Welche Arten von Nichtlinearitäten gibt es in der Lastanalyse?

Im Bezug auf dynamische Böenlasten an Flugzeugen liegt der Fokus vor allem auf zwei verschiedenen Arten der amplitudenabhängigen aerodynamischen Nichtlinearität [2]. Die erste der beiden Arten ist die stoßinduzierte Strömungsablösung. Diese entsteht bei hohen Anstellwinkeln während eines Böendurchfluges. Dabei kann die Strömung durch den großen Druckanstieg der Kontur des Profils nicht mehr folgen, wodurch es zu einer Rückströmung hinter dem Verdichtungsstoß kommt und dieser auf dem Flügel nach vorne wandert, siehe Abbildung 2 unten. Durch Berücksichtigung dieser Art von Nichtlinearität lassen sich gerade im für den Reiseflug relevanten Bereich die Lasten an der Flügelwurzel signifikant reduzieren.

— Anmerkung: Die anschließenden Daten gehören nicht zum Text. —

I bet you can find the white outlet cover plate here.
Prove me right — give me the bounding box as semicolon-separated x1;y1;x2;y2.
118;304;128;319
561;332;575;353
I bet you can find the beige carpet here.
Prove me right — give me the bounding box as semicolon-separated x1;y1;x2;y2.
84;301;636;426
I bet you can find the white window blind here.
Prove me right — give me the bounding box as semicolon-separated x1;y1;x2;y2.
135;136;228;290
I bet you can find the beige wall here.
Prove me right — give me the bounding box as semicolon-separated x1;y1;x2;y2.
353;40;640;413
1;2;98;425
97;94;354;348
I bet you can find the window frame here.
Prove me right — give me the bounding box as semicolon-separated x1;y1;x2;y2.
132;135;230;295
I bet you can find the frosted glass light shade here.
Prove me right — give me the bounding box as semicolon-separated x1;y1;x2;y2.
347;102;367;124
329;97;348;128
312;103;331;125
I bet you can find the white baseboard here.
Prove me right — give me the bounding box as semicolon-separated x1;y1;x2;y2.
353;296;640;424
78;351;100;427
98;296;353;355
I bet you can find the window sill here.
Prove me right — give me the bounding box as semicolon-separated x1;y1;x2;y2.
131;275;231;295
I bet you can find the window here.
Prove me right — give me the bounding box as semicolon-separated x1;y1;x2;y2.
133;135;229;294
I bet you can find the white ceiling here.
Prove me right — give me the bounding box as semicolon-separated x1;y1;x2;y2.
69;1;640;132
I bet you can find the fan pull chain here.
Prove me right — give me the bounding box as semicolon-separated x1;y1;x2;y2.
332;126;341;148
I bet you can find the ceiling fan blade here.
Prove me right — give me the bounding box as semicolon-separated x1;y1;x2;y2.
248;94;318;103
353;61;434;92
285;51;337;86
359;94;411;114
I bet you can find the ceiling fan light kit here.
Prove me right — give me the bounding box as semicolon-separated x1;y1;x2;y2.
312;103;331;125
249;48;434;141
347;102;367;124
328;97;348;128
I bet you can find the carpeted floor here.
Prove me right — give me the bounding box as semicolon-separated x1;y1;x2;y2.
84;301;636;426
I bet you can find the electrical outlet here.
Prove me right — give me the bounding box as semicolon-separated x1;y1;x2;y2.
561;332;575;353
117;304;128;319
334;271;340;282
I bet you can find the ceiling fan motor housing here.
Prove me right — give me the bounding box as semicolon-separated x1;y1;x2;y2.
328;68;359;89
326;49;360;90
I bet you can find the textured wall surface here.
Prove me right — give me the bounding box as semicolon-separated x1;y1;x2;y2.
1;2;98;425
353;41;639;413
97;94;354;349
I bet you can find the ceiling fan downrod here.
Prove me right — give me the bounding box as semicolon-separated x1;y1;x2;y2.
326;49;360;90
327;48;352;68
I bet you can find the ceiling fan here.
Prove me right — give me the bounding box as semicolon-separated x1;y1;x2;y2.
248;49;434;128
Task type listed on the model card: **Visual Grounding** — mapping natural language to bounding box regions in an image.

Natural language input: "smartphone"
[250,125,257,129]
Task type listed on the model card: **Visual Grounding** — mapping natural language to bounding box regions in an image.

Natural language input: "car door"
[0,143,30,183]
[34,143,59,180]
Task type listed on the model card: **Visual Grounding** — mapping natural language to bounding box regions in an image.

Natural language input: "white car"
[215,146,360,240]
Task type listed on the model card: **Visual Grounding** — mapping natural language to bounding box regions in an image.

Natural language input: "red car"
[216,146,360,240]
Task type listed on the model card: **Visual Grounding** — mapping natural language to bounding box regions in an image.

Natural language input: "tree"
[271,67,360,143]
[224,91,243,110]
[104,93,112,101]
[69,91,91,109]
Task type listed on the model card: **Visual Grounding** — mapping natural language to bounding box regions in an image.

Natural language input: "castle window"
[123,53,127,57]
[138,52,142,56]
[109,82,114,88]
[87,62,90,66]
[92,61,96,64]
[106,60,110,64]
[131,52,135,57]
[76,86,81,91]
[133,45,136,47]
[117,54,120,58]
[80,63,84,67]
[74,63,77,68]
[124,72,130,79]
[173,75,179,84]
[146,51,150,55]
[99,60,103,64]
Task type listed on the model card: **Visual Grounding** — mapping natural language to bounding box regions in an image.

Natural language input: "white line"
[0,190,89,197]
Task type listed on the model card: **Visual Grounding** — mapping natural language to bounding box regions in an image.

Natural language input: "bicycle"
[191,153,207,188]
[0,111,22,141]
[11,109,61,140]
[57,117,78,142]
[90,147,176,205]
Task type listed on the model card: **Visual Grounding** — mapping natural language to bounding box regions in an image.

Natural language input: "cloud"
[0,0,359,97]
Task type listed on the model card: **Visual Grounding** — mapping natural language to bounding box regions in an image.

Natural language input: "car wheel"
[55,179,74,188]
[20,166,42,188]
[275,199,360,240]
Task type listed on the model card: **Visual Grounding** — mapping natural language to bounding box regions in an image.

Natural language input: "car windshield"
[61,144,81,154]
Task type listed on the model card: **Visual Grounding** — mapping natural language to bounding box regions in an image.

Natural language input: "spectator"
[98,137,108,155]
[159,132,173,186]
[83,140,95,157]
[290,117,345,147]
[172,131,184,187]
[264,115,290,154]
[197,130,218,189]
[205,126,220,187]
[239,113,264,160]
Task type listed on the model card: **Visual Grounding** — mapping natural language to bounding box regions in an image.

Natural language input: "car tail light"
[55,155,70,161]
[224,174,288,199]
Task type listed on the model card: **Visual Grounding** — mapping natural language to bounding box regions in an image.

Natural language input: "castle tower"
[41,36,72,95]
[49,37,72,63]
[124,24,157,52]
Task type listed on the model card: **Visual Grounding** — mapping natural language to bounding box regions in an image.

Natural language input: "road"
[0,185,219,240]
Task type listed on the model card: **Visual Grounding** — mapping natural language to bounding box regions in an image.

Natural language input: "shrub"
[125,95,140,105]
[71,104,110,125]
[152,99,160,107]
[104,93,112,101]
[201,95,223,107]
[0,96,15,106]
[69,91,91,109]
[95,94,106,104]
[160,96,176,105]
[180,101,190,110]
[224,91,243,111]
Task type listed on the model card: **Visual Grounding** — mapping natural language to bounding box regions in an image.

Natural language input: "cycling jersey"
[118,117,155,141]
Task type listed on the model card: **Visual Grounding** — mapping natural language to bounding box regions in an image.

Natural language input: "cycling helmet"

Abbildung 2: Lokale Druckverteilung am Flügelprofil
Oben: Mit Verdichtungsstoß ohne Böe; Unten: Während einer Böe, mit Ablösung der Strömung. Gestrichelte Linie: Ergebnisse einer linearen flugdynamischen Simulation; Durchgezogene Linie: Ergebnisse einer nichtlinearen Simulation.

Die zweite Art der Nichtlinearität findet man knapp unterhalb der kritischen Machzahl - also der Fluggeschwindigkeit, bei welcher die Strömung auf der Oberseite des Flügels lokal die Überschallgeschwindigkeit erreicht. Durch die zusätzliche Windgeschwindigkeit wird die Strömung bei einer Böe auf der Profiloberseite weiter beschleunigt, sodass diese Überschall erreicht und sich ein Verdichtungsstoß bildet. Dies führt zu einer nichtlinearen Überhöhung des Auftriebs, wie in Abbildung 3 gezeigt.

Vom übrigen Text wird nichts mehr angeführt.